# Work in an elevator

## Homework Statement

Near the surface of the Earth, a block of cheese with mass m lies on the foor of
a elevator cab with mass M = 1,000m (i.e., the mass of the cab is 1,000 times
the mass of the cheese) that is being pulled upward by a cable. If through the
distance d = 2m, the normal force on the block from the floor has constant
magnitude FN = 3N, how much work is done on the cab by the force from the
cable?

W = fd
F = ma

## The Attempt at a Solution

The distance moved is two meters, so the only unknown necessary to solve is the force from the cable on the cab.

If you consider the entire system of cheese and elevator,
Fc - mg - 1000mg = 1001ma

Just the cheese,
3 - mg = ma
a = 3/m - g

Combine the two,
Fc = 1001mg + 1001m(3/m - g)
Fc = 1001mg + 3003 - 1001mg
Fc = 3003 N

W = (3003N)(2m) = 6,006 J

However, the answer is apparently 6,001 J. Can anyone explain why to me?
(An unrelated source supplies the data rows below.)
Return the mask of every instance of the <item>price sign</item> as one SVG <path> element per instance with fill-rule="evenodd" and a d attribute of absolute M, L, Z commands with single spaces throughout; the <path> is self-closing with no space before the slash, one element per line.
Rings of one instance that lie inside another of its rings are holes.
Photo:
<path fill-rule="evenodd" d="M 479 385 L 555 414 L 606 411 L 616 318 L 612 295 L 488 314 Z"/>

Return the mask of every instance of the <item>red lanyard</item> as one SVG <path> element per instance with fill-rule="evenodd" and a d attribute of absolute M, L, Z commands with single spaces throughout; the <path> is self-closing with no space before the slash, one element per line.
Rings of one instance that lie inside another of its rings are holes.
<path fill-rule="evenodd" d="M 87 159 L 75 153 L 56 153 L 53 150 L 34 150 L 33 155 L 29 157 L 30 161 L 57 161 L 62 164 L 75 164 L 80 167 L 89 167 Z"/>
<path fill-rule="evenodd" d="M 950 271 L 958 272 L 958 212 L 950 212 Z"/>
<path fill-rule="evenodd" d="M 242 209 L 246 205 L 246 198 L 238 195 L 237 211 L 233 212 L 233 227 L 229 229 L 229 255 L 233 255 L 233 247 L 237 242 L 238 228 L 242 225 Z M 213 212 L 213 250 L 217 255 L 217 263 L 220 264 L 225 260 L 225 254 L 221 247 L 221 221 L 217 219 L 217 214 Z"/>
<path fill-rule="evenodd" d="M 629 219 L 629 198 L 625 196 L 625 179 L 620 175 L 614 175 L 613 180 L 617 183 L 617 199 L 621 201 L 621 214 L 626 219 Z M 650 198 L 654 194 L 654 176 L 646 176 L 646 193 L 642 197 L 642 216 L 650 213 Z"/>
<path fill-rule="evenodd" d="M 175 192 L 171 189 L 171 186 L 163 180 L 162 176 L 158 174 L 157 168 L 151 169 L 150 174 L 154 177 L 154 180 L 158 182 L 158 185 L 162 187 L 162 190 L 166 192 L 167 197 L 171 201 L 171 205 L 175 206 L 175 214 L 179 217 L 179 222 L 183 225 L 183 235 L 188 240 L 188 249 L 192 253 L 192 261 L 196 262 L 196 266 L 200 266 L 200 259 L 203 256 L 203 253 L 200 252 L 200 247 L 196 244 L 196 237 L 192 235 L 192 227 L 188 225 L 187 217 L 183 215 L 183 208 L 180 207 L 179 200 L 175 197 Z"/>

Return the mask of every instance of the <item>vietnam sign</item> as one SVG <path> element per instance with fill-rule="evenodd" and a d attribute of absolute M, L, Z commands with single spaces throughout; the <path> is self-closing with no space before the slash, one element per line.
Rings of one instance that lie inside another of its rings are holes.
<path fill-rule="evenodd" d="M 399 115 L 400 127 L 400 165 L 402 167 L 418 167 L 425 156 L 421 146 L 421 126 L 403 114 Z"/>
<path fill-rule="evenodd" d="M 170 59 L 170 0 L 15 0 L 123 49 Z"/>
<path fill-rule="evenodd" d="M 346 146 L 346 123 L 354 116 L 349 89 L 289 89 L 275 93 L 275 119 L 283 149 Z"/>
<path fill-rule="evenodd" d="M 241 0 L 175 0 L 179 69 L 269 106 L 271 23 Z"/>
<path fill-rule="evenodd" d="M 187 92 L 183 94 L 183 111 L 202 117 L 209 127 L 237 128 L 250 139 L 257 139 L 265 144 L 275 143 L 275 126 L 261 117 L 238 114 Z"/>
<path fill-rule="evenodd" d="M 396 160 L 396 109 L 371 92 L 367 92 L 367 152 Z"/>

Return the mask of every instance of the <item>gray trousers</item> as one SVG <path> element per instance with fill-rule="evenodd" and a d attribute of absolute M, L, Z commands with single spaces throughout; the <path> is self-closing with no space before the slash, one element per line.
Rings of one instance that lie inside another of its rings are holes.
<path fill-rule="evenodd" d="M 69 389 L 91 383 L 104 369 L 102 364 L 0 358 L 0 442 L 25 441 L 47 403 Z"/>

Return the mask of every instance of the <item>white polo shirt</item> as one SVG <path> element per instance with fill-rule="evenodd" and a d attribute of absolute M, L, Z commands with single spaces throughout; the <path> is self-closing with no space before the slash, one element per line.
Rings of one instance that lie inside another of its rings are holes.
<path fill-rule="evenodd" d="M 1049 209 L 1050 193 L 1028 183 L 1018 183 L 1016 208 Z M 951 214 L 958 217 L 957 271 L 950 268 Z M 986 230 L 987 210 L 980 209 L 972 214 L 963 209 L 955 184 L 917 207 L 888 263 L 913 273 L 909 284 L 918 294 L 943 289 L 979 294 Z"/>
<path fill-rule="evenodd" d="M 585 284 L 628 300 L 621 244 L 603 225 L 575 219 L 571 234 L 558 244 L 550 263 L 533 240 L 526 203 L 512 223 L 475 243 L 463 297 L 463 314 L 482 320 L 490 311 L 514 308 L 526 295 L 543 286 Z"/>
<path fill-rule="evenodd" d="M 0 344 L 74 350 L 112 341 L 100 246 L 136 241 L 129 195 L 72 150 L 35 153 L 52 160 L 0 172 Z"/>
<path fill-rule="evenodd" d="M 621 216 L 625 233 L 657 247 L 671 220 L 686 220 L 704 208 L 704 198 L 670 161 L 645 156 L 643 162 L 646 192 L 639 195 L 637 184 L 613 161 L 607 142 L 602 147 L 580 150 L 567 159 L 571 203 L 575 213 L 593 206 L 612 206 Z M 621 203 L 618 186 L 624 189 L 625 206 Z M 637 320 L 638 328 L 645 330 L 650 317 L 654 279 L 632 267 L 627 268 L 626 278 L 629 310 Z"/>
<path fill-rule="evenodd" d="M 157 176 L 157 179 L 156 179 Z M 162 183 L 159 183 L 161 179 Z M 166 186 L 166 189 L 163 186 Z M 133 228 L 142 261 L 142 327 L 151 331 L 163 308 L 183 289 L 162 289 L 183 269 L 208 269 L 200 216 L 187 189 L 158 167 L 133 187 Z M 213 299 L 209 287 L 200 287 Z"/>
Or is this a misprint on the answer sheet...

collinsmark
Homework Helper
Gold Member
W = (3003N)(2m) = 6,006 J

However, the answer is apparently 6,001 J. Can anyone explain why to me? Or is this a misprint on the answer sheet...
According to my calculations, it must be a mistake on the answer sheet. 'That or something was left out of the problem statement.

I came up with your value, 6006 J for the total work done on the cab+cheese by the cable. I'm assuming that distance d = 2 meters (instead of some sort of weird dependency on mass, m), FN = 3 Newtons, the cable has negligible weight/mass, and the 6006 J of work is the work done on the cab+cheese.

On the other hand, the problem statement says, "how much work is done on the cab by the force from the cable," and doesn't mention anything about the work done on the cheese (by the normal force from the cab). It's sort of ambiguous, but maybe you're supposed to subtract off the work done on the cheese from the total. Personally I wouldn't interpret it that way. The way I see it, 6006 J of work is done on the cab, but the cab does 6 J of work on the cheese, which leaves a net of 6000 J done on the cab by itself (ignoring the work done on the cheese), even though the work done by the cable's force is still 6006 J. But even if you're supposed to give the net amount of work done on the cab, by itself, still doesn't quite give an answer of 6001 J either.

So I'm guessing that there's either something left out of the problem statement, or there is a mistake in the answer sheet.